Editor’s note: Once a month, this column will tackle broader questions about what the country should do about gaps in achievement and opportunity, especially for boys of color.
I recently attended an all-black, all-male meeting focused on increasing the number of black men in teaching. It’s an accomplishment and a novelty to see a group of black men working together toward a common cause as critical as this one. We did some good work, but I realized that when it comes to improving education and teaching, there should never be a meeting, panel, think tank or photo op that doesn’t prominently involve black women.
Football huddles around education agendas increase the likelihood that men will sidestep inequities created by sexism, which makes the teaching profession unattractive and unsustainable for everyone. Schools and students need more male teachers of color, but we certainly don’t need schools to be more paternalistic.
A case for more male teachers of color is easy to make. According to 2012 National Center for Education Statistics data, black men represent approximately 2 percent of all teachers, which is the same percentage for Latino men. It’s not just students of color who would benefit from more exposure to more black and Latino men heading the classroom. White children need to see black male teachers as much as black kids do if we are ever to change the conscious and unconscious bias that inflicts policymakers.
The call to increase males in the teaching profession has been sounded across the country. Individual programs under President Barack Obama’s My Brother’s Keeper initiative (pdf), like the New York City Young Men’s Initiative, set goals of significantly increasing the percentage of men of color in teaching. Several other programs assemble and specifically train men as the solution to the gender gap in teaching. Call Me Mister, the Honoré Center for Undergraduate Achievement, the Fellowship and Black Male Educators Convening, the Boston Teacher Residency Male Educator of Color Networking Group, and Brothers Empowered to Teach are all quality programs that we should want to see grow.
But from preschool to college, if a black person teaches you, it’s very likely to be a woman. All but 2 percent of all black preschool teachers are women, according to an analysis of 2014 Bureau of Labor and Statistics data. Women represent 80 percent of all black elementary teachers. In high schools, men are more representative of the entire black population, at 48 percent. However, in the college ranks, women represent 57 percent of all black instructors.
If black men enter the teaching profession en masse, they will work in conditions shaped by sexism. Jobs dominated by women pay lower wages. Female teachers aren’t promoted as men are. According to AASA, the School Superintendents Association, only 14 percent of all superintendents are women—a far cry from the 72 percent of all K-12 educators in this country who are women.
Black men may see these stark inequities as opportunities—but advantages of white male privilege don’t carry over because of racism. “The experiences of black male teachers, in many ways, mirror the experiences of black female teachers,” says Travis Bristol, assistant professor of education at Boston University. “Often when I have shared findings from my previous study on the socioemotional challenges black men face in the teaching profession, black women in the audience have reminded me, ‘We face similar challenges.’”
Consequently, the best way for men of color to enter and stay in the teaching profession is to look more like feminist allies than members of the same fraternity.
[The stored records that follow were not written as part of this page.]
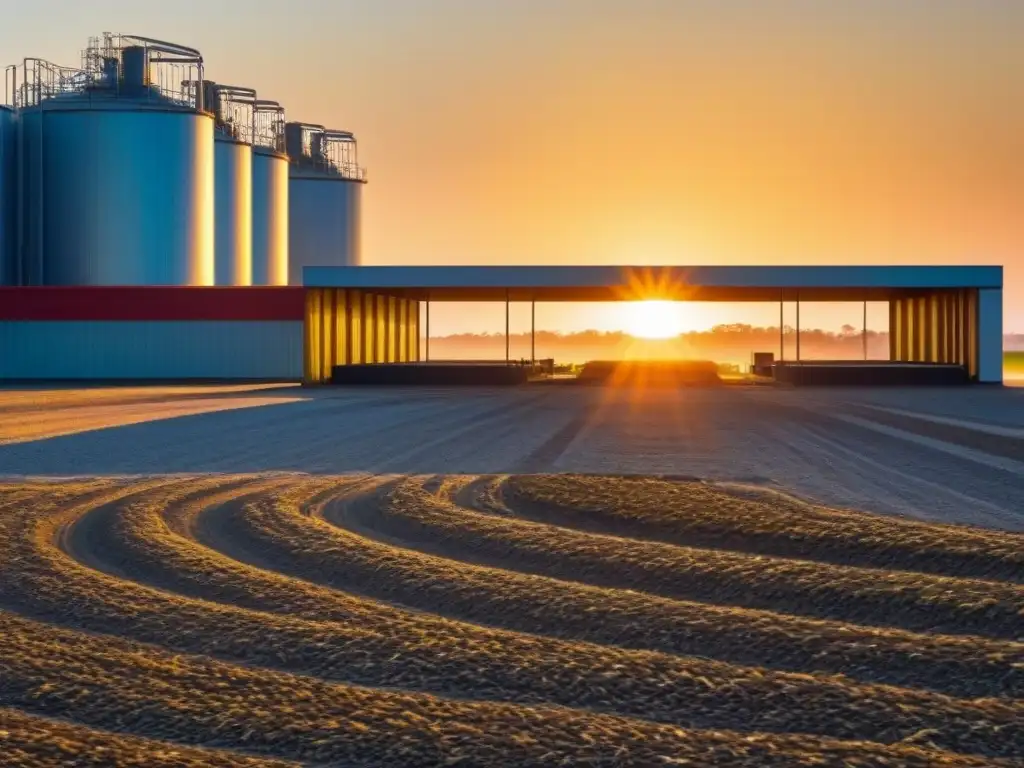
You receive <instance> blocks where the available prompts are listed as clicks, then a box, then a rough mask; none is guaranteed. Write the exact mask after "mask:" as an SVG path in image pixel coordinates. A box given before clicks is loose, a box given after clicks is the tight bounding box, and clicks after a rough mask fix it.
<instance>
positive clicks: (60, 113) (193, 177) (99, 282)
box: [19, 43, 214, 286]
mask: <svg viewBox="0 0 1024 768" xmlns="http://www.w3.org/2000/svg"><path fill="white" fill-rule="evenodd" d="M159 45H160V46H161V47H159V50H161V51H162V55H165V53H166V51H181V57H180V60H182V61H198V62H200V65H199V66H200V68H201V66H202V65H201V62H202V58H201V57H200V56H199V55H198V52H195V51H191V50H190V49H185V48H176V47H174V46H171V45H170V44H166V43H160V44H159ZM135 48H136V46H133V47H132V48H130V49H129V48H126V49H125V50H126V51H128V50H131V51H134V52H132V56H134V58H132V56H125V58H123V60H125V59H127V62H128V63H131V65H132V67H125V68H124V70H123V76H122V83H121V85H122V87H121V88H115V87H111V86H110V85H108V84H106V83H103V82H96V81H93V83H92V84H91V85H89V86H87V87H82V88H79V89H78V90H75V89H67V90H65V91H62V92H60V93H58V94H57V95H50V96H48V97H42V98H40V99H38V100H36V101H35V102H33V103H31V104H29V105H27V106H26V108H25V109H23V110H22V111H20V113H19V117H20V121H22V126H20V127H22V134H20V135H22V153H23V155H22V162H23V169H22V178H23V184H24V185H23V195H24V198H23V203H24V205H23V206H22V208H23V237H22V246H23V248H22V260H23V279H24V281H25V283H26V284H27V285H50V286H100V285H127V286H141V285H165V286H168V285H179V286H209V285H213V276H214V251H213V244H214V219H213V211H214V146H213V143H214V142H213V133H214V131H213V118H212V117H211V116H210V115H207V114H205V113H203V112H201V111H199V110H198V109H196V106H195V105H190V104H187V103H183V102H181V101H176V100H172V99H171V98H169V97H164V96H163V94H162V92H161V91H160V90H159V89H158V88H157V87H156V86H152V85H151V84H150V82H148V69H147V67H148V63H147V59H146V58H144V57H143V60H142V61H141V62H140V61H139V60H137V59H138V58H139V56H138V54H137V51H135ZM193 54H195V56H194V57H191V58H189V56H191V55H193ZM160 60H161V61H164V60H166V59H165V58H162V59H160ZM162 66H166V65H162ZM87 74H88V73H85V74H84V75H83V76H82V79H83V80H85V75H87ZM180 80H181V78H180V77H179V79H178V82H180ZM86 82H88V81H86ZM76 88H78V86H76Z"/></svg>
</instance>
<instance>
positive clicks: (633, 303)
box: [626, 300, 683, 339]
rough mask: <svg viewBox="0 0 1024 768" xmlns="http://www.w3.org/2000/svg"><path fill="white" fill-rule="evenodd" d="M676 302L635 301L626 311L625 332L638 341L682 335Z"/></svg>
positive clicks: (678, 311)
mask: <svg viewBox="0 0 1024 768" xmlns="http://www.w3.org/2000/svg"><path fill="white" fill-rule="evenodd" d="M679 315H680V312H679V306H678V302H676V301H653V300H652V301H637V302H633V303H632V304H631V305H630V307H629V309H628V310H627V328H626V332H627V333H628V334H630V336H635V337H637V338H640V339H669V338H672V337H673V336H678V335H679V334H680V333H682V331H683V328H682V324H681V323H680V319H679Z"/></svg>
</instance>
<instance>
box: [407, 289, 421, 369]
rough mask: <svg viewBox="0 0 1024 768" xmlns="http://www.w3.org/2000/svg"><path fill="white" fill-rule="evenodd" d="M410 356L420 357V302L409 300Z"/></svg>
mask: <svg viewBox="0 0 1024 768" xmlns="http://www.w3.org/2000/svg"><path fill="white" fill-rule="evenodd" d="M409 344H410V346H409V358H410V359H411V360H416V361H419V359H420V302H419V301H410V302H409Z"/></svg>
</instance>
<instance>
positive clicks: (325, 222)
mask: <svg viewBox="0 0 1024 768" xmlns="http://www.w3.org/2000/svg"><path fill="white" fill-rule="evenodd" d="M286 139H287V146H288V156H289V162H290V164H291V165H290V171H289V173H290V175H289V182H288V187H289V193H288V196H289V200H288V206H289V216H288V217H289V223H288V243H289V249H288V251H289V253H288V258H289V269H288V274H289V276H288V282H289V284H291V285H293V286H297V285H301V284H302V268H303V267H305V266H353V265H358V264H359V263H360V262H361V254H360V251H359V248H360V243H359V240H360V209H361V199H362V185H364V184H365V183H366V173H365V171H364V169H362V168H361V167H360V166H359V165H358V161H357V157H356V144H355V137H354V136H353V135H352V134H351V133H348V132H347V131H334V130H329V129H326V128H324V126H319V125H309V124H305V123H288V124H287V126H286Z"/></svg>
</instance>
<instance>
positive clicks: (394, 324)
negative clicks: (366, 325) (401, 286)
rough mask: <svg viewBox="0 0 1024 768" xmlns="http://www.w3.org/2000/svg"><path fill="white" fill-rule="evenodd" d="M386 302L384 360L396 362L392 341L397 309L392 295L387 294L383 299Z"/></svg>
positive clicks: (393, 331)
mask: <svg viewBox="0 0 1024 768" xmlns="http://www.w3.org/2000/svg"><path fill="white" fill-rule="evenodd" d="M385 301H386V304H387V323H386V324H385V328H386V329H387V342H386V343H385V344H384V361H385V362H397V360H398V355H397V349H396V346H397V345H396V344H395V343H394V337H395V325H396V323H395V321H396V319H397V316H396V315H397V312H396V311H395V310H396V309H397V307H396V302H395V299H394V296H388V297H386V299H385Z"/></svg>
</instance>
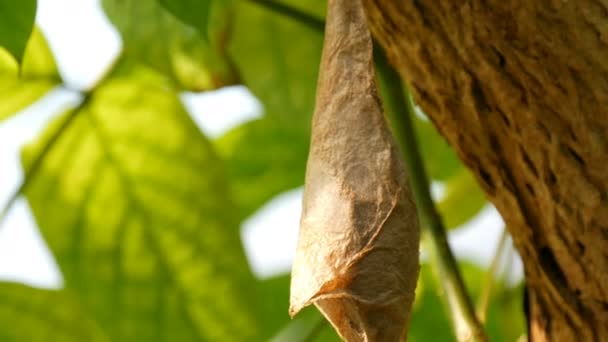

Corralling men into schools doesn’t address the conditions that lead to the deeper problem of attrition. Contrary to popular belief, more people of color are becoming teachers. According to the Albert Shanker Institute’s report “The State of Teacher Diversity in American Education,” the overall share of minority teachers increased from 1987 to 2012, but the attrition rate for teachers of color negated those gains. Women and, to a lesser extent, men are entering the field, but they’re not staying. “The strongest complaints of minority teachers relate to a lack of collective voice in educational decisions and a lack of professional autonomy in the classroom,” the report states.
Children need to see black men working alongside women in nondiscriminatory environments, and joining together is the only way to improve the profession for everyone. The aforementioned programs need not feed old conventions about masculinity. That does a disservice to both women and men of color.
We do need black men to practice working, learning and celebrating together. Many black male gatherings provide the space for healing to end the self-inflicted violence that literally kills us daily. But most of these assemblies don’t repudiate the problem black men have with masculinity, which is core to our problems.
When it comes to women-dominated education, the economic and social advancement of black men can and should come out of an agenda focused on women’s equity. We can end the black civil rights tradition of men being the storefront to women’s operational excellence by having men pictured in anti-sexist movements to advance female teachers. This isn’t a photo op. Attracting and retaining more black male teachers actually requires improving the conditions of black women in schools.
This story was produced by the Hechinger Report, a nonprofit, independent news organization focused on inequality and innovation in education, in a partnership with The Root.